Common employers in this occupation include first-opinion practices, corporate groups (CVS, IVC, Vets4Pets), farm and equine practices. Each employer runs payroll slightly differently, but the underlying PAYE computation against tax code 1257L and Class 1 National Insurance is identical across the UK (excluding Scotland for income tax). The biggest variability between two veterinary surgeon payslips at the same gross will be in the additions block: Practice-employed vets are PAYE. Mandatory RCVS registration (around £400-£450 a year) is tax-deductible if paid personally and is often coded into the allowance; out-of-hours and on-call pay is taxable, and Plan 2/5 student loan deductions are common given the graduate route.
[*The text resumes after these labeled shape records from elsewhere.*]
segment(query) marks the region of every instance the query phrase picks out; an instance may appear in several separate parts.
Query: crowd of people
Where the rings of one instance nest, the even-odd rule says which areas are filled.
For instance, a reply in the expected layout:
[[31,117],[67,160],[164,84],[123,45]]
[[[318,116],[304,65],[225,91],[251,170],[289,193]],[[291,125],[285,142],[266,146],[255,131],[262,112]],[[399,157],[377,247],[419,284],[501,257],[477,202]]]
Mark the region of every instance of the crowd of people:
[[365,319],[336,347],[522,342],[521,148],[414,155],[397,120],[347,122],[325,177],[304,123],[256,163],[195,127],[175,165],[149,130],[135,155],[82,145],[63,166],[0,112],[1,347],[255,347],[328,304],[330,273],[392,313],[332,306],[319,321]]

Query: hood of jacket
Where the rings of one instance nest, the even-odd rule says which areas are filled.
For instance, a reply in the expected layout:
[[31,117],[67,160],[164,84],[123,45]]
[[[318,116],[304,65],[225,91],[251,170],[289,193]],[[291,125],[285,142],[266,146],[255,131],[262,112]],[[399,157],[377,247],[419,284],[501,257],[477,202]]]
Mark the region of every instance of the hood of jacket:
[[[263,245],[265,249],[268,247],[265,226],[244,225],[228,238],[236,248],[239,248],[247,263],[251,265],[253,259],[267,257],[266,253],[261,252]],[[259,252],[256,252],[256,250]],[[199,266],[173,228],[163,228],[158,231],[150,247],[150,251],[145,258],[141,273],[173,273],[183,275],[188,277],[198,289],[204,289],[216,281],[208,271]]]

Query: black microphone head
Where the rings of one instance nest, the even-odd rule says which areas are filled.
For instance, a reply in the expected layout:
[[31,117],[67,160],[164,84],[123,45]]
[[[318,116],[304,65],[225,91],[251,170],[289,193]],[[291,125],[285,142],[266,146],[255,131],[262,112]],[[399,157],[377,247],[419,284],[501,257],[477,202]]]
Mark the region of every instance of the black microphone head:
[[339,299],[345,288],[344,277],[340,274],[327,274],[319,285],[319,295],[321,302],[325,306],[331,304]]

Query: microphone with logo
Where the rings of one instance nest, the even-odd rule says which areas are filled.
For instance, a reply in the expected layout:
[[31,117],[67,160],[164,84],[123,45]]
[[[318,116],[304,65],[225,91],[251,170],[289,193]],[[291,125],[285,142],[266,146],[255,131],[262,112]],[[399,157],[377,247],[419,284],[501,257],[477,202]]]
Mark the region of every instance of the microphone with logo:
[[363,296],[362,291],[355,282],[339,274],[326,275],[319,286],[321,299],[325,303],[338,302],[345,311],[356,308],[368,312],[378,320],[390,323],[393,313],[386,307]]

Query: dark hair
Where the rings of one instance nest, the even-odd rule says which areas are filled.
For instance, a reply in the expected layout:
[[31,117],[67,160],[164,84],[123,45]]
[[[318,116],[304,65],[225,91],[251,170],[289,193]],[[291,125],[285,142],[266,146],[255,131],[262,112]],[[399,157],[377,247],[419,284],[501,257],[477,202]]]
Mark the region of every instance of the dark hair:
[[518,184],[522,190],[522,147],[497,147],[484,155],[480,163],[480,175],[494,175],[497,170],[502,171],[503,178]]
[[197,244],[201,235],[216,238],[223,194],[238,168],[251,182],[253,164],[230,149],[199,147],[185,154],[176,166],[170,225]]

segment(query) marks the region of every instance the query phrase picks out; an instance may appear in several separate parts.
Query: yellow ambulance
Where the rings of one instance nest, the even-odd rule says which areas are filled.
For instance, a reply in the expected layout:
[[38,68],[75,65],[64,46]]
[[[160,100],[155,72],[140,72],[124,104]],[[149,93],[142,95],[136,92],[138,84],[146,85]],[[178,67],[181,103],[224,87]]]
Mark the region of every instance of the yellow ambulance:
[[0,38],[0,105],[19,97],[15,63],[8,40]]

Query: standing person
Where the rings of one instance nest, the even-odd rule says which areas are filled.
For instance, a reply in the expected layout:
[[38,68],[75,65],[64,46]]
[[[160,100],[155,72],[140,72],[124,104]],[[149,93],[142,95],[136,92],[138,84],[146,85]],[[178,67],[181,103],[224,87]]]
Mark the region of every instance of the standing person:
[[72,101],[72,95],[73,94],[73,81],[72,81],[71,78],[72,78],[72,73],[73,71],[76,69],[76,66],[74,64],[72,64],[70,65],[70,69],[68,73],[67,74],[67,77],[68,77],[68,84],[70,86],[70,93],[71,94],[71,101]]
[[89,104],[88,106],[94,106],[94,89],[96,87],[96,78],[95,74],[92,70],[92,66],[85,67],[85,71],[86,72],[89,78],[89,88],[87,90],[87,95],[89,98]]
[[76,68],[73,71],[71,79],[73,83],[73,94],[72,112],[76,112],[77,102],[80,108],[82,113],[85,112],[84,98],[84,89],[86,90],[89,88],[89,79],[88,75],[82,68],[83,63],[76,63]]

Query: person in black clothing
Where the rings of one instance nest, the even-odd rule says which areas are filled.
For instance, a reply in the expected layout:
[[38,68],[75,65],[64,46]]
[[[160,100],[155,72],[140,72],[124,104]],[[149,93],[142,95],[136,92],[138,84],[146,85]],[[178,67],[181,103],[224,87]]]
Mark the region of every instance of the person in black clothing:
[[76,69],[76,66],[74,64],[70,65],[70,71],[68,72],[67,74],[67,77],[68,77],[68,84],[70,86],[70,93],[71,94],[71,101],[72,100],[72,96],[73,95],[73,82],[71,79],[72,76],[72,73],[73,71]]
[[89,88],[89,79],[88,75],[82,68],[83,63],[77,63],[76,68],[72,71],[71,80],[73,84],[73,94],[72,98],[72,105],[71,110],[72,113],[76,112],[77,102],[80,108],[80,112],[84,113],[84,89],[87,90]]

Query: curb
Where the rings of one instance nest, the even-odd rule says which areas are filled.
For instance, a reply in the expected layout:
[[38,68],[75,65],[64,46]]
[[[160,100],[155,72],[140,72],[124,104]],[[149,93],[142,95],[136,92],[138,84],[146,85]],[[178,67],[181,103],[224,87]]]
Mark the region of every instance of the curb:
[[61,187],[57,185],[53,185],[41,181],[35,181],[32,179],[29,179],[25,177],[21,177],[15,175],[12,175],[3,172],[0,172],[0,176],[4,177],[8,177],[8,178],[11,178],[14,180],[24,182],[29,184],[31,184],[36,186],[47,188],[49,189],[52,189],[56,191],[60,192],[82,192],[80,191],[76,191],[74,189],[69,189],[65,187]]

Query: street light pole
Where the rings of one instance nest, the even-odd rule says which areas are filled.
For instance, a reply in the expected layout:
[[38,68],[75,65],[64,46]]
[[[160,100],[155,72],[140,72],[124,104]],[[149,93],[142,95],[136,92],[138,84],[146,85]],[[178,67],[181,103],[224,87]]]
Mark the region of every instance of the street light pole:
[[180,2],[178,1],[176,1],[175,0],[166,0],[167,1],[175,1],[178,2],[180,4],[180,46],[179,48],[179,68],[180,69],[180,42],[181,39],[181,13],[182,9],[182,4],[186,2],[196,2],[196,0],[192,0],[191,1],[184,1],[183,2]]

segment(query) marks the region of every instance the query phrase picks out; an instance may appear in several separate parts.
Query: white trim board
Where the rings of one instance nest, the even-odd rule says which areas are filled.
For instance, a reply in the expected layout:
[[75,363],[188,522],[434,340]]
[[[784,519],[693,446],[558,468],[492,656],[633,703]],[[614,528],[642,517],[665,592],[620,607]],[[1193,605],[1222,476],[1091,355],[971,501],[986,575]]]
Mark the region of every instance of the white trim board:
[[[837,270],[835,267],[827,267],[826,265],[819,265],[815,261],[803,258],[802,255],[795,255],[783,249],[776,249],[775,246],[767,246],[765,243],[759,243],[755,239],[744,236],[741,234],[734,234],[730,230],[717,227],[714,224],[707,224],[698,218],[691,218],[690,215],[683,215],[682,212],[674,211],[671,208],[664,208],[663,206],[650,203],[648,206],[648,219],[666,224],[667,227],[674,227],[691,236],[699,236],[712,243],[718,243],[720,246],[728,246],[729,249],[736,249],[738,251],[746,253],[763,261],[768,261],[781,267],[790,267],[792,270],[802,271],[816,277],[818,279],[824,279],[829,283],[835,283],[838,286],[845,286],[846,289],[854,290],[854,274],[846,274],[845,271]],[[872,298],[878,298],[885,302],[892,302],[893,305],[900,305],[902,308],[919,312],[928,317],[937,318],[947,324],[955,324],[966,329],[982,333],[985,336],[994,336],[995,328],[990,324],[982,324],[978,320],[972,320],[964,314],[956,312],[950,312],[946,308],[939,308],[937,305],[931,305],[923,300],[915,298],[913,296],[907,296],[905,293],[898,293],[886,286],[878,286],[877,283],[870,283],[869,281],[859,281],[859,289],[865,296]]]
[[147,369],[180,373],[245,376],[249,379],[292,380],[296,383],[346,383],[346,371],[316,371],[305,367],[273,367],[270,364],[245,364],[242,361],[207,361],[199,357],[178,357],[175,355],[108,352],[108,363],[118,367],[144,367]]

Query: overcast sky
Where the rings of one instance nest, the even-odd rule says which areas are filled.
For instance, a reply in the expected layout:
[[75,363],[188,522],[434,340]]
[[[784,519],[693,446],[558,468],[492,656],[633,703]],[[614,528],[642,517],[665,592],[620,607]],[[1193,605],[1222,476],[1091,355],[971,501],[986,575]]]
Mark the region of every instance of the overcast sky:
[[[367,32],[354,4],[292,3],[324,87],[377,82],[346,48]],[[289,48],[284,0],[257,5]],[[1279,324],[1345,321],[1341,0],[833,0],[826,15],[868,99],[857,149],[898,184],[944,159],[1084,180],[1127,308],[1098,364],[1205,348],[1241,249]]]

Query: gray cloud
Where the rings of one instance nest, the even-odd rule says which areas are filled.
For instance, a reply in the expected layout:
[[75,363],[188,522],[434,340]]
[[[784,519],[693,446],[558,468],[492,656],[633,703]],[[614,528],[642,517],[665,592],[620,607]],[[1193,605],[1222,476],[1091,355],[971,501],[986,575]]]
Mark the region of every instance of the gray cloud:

Year-to-date columns are critical to verify on this role because the additions and salary sacrifice items change month to month. If your YTD gross divided by months elapsed in the tax year does not match your expected annual run-rate, that is the single best signal that something is mis-coded.

Veterinary Surgeon salary bands (UK 2024)

ONS ASHE 2024 full-time gross pay; net figures use 2026/27 PAYE bands and 5% pension.

BandGross / yearNet / yearNet / month
25th percentile£38,000£29,292£2,441
Median£46,000£34,652£2,888
75th percentile£58,000£41,996£3,500

Common deductions for a veterinary surgeon

  • PAYE income tax.Calculated against tax code 1257L. Cumulative coding means refunds can appear if you start mid-year.
  • National Insurance (Class 1).8% between £12,570 and £50,270 of annual earnings, then 2% above. Period-by-period method is standard.
  • Pension.Auto-enrolment minimum 5% employee on qualifying earnings (£6,240 - £50,270), unless your employer runs a more generous scheme such as the NHS, Teachers Pension or Civil Service alpha.
  • Salary sacrifice patterns.Common in this occupation: cycle-to-work, electric-car salary sacrifice, additional pension contributions, and where applicable workplace nursery vouchers (still tax-efficient via pre-existing schemes).
  • Union or professional body.Tax-deductible for HMRC-listed bodies. Veterinary Surgeons commonly hold subscriptions covered by section 344 ITEPA 2003 (List 3).

Veterinary Surgeon payslip FAQ

What is the average veterinary surgeon salary in the UK in 2024?

According to ONS Annual Survey of Hours and Earnings (ASHE) 2024 for SOC code 2216, the median full-time gross annual salary for a veterinary surgeon in the UK is approximately £46,000. The 25th percentile sits at £38,000 and the 75th at £58,000.

What is take-home pay on a median veterinary surgeon salary?

On £46,000 gross with the standard 1257L tax code and 5% pension, monthly take-home is approximately £2,888 after PAYE income tax, Class 1 employee National Insurance and auto-enrolment pension. Actual figures vary if you have student loan, salary sacrifice or a non-cumulative tax code.

What is unusual about a veterinary surgeon payslip?

Practice-employed vets are PAYE. Mandatory RCVS registration (around £400-£450 a year) is tax-deductible if paid personally and is often coded into the allowance; out-of-hours and on-call pay is taxable, and Plan 2/5 student loan deductions are common given the graduate route.

Which tax code should a veterinary surgeon typically be on?

Most veterinary surgeons on standard PAYE will see 1257L. Check the prefix and suffix carefully: a K-prefix means deductions exceed your allowance (often after a bonus or P11D benefit), 0T means you have no allowance left at this employer, and BR means basic rate on the whole job (common in second jobs).

Salary estimates: ONS Annual Survey of Hours and Earnings (ASHE) 2024, full-time gross annual pay by SOC 2020 occupation. Figures rounded to nearest £100.